Kubernetes 与 squid 代理的出站流量控制

原文

Kubernetes Egress Control with Squid proxy ¶

2025-12-28

This Way to the Egress!

— Sign at P.T. Barnum’s Americam Museum

Kubernetes ingress gets a lot of attention – Gateway API, Ingress controllers, service meshes – compared with the Egress, mostly ignored until someone asks “what exactly is our cluster talking to?”, or, in even simple deployments, “Can we see what we are talking to?”. This is a (very) simple approach to that, using the venerable Squid proxy and a NetworkPolicy, without reaching for heavier machinery (but beginning to understand why we would).

This is the overview of the thing I’m about to describe:

Squid as egress proxy in k3s

Why do I care ¶

Most Kubernetes tutorials focus on getting traffic into your cluster, which is fair since that’s where it usually starts... but traffic flows both ways, and once your workloads start making outbound calls to APIs, databases, and services beyond your cluster boundary, there’s a discussion on visibility and security to be had.

I ran into this while working with OpenShift’s egress policies years ago, in so-called “regulated industries”: while not the most flexible at the time, they were the most straightforward answer to security requirements that defined that outbound traffic should go through a proxy.

I’m using Kubernetes through k3s (mostly) and kind (often, for develpment) for my own personal stuff (see Projects), so I went back to basics on this: what if we just used Squid – a proxy that’s been solving this problem since 1996! – and enforced its usage with a NetworkPolicy?

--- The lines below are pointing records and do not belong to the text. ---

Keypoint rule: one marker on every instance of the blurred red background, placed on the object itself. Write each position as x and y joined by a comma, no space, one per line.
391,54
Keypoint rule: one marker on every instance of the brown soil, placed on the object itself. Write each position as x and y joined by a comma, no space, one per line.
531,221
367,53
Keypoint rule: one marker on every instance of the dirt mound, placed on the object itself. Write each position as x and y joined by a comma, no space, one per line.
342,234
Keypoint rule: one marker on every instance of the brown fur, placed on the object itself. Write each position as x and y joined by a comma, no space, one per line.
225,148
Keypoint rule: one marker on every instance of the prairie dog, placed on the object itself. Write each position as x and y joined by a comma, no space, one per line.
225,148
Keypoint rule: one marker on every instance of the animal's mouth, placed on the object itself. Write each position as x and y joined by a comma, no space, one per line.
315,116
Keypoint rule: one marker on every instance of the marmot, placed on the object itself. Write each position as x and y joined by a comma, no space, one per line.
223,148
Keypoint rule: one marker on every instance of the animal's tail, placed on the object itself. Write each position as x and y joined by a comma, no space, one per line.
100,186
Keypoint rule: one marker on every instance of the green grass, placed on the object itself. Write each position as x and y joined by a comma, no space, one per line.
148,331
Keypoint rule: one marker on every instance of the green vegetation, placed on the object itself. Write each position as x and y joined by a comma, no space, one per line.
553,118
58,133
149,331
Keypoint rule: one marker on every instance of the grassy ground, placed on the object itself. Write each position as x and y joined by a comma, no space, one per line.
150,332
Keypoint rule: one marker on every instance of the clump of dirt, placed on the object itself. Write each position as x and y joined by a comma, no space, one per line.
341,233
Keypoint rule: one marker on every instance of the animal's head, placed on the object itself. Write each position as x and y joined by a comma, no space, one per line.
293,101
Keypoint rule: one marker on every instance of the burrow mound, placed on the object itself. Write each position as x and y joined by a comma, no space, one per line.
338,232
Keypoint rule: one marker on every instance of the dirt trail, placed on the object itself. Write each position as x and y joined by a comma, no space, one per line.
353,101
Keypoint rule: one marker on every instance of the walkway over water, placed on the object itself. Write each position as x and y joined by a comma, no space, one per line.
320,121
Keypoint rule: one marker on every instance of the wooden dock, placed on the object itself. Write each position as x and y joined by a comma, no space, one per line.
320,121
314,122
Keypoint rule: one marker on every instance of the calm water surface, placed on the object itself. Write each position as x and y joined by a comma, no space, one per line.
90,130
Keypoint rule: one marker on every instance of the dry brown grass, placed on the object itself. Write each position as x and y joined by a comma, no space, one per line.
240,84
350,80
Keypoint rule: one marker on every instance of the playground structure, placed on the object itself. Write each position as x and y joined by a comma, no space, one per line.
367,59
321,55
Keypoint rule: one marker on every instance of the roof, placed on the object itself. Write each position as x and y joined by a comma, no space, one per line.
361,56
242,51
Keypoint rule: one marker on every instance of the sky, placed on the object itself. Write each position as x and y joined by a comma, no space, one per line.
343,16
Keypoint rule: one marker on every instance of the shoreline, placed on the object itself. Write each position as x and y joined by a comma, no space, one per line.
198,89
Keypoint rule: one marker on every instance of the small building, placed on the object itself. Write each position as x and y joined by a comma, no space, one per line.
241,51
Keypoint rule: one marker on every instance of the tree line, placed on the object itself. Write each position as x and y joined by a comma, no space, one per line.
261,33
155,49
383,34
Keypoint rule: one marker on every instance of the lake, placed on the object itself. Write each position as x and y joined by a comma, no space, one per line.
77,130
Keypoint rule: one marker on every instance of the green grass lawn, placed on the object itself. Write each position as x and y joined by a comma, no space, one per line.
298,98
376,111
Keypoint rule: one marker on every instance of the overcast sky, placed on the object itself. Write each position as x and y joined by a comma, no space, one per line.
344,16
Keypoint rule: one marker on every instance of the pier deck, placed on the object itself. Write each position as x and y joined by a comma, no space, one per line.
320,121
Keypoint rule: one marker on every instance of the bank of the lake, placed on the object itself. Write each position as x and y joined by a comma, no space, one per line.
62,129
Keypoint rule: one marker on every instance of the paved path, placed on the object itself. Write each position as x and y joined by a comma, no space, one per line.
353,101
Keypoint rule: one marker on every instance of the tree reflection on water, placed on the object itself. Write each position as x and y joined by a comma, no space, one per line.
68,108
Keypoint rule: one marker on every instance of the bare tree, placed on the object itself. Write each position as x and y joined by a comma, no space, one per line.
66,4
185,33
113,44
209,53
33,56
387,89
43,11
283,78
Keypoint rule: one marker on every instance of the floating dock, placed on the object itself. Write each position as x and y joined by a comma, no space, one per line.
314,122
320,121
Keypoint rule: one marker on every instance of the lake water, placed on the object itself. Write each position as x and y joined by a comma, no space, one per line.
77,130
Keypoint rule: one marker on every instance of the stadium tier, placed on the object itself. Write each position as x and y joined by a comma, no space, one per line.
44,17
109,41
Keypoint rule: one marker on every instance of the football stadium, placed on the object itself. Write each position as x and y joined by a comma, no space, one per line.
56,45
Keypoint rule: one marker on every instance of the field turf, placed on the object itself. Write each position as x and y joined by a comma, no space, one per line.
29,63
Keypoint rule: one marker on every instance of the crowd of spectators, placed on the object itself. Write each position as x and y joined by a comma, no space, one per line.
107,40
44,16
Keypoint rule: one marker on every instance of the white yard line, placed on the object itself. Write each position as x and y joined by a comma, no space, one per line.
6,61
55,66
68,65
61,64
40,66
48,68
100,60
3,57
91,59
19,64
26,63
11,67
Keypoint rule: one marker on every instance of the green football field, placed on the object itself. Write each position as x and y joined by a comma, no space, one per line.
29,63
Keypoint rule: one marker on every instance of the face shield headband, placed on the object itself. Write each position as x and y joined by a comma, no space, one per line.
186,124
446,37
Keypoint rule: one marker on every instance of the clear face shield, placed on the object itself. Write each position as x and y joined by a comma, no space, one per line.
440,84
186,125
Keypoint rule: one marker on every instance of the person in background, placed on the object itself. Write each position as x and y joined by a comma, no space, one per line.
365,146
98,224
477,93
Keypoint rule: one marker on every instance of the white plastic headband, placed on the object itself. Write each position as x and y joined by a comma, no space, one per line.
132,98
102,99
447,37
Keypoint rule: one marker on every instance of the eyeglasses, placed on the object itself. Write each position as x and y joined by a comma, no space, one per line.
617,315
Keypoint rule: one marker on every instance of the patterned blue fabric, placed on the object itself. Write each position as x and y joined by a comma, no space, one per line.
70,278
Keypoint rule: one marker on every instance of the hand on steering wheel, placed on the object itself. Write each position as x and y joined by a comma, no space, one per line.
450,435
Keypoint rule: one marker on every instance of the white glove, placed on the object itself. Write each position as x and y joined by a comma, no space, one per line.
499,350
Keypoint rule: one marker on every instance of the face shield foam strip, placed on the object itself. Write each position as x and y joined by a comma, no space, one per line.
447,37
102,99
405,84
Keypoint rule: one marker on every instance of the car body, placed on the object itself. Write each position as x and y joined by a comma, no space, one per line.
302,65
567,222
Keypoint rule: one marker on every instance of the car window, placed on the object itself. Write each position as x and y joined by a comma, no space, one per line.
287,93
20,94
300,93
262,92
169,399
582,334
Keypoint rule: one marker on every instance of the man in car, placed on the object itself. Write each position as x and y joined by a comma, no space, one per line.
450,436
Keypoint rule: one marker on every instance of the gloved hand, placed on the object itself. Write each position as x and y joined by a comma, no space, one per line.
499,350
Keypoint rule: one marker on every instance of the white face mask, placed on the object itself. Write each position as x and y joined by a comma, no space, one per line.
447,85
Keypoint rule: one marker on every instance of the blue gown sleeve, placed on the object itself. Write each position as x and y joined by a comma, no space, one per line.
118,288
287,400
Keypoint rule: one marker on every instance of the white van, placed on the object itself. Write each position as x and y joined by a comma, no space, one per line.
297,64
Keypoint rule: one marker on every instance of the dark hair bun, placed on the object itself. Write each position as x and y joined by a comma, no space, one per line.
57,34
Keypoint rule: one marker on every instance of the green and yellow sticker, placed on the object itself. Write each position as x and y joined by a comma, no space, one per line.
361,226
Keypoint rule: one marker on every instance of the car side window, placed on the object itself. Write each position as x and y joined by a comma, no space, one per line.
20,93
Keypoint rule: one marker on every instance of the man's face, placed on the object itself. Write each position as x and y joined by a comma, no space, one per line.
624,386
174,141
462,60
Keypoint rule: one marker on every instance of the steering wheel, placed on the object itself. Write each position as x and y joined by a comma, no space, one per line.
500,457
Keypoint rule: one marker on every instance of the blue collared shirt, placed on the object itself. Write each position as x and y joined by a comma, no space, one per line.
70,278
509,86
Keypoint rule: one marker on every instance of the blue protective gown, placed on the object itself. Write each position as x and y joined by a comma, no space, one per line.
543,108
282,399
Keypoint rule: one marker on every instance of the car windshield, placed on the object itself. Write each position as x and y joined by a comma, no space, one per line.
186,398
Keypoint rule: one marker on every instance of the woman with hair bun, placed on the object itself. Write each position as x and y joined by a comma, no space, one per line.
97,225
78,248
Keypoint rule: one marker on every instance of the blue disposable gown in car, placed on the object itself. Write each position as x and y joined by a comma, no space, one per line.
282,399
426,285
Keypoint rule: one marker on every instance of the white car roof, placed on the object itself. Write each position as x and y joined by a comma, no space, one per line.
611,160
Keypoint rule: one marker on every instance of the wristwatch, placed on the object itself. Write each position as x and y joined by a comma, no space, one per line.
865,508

Nothing fancy, nothing “next-gen cloud-native” just a proxy with logs, and see where that got me?

Squid and k3s: the solution ¶

The architecture is deliberately simple:

┌────────────────────────────────────────────────────────────┐
│ Cluster                                                    │
│                                                            │
│  ┌─────────────────────┐      ┌────────────────────────┐   │
│  │ workload namespace  │      │ egress-proxy namespace │   │
│  │                     │      │                        │   │
│  │  ┌─────┐            │ :3128│  ┌───────┐             │   │
│  │  │ pod │ HTTP_PROXY ├──────┼─▶│ squid │─────────────┼───┼──▶ internet
│  │  └─────┘            │      │  └───────┘             │   │
│  │     │               │      │                        │   │
│  │     x blocked       │      └────────────────────────┘   │
│  │   (direct egress)   │                                   │
│  └─────────────────────┘                                   │
└────────────────────────────────────────────────────────────┘

Workloads configure HTTP_PROXY/HTTPS_PROXY environment variables pointing to Squid, and a NetworkPolicy on the workload namespace blocks direct egress, allowing traffic only to the proxy. Squid logs everything that passes through. That’s it, and this gives us:

Visibility: every outbound connection logged with timestamp, destination, bytes transferred
Enforcement: NetworkPolicy makes the proxy mandatory, not optional
Simplicity: no CNI plugins, no service mesh, no CRDs

The demo application ¶

To test this out, I’m using a small application I built: Horizons, a Common Lisp application using Datastar that displays the solar system and fetches data from NASA’s JPL Horizons API when you click on a planet. It’s a good test case because it makes real HTTPS calls to an external API – exactly the kind of traffic we want to observe. It’s a scaled-down version of DataSPICE, an app I made to test my Common Lisp SDK for Datastar and that uses NASA SPICE data for a 2D similation of the Cassini-Huygens probe.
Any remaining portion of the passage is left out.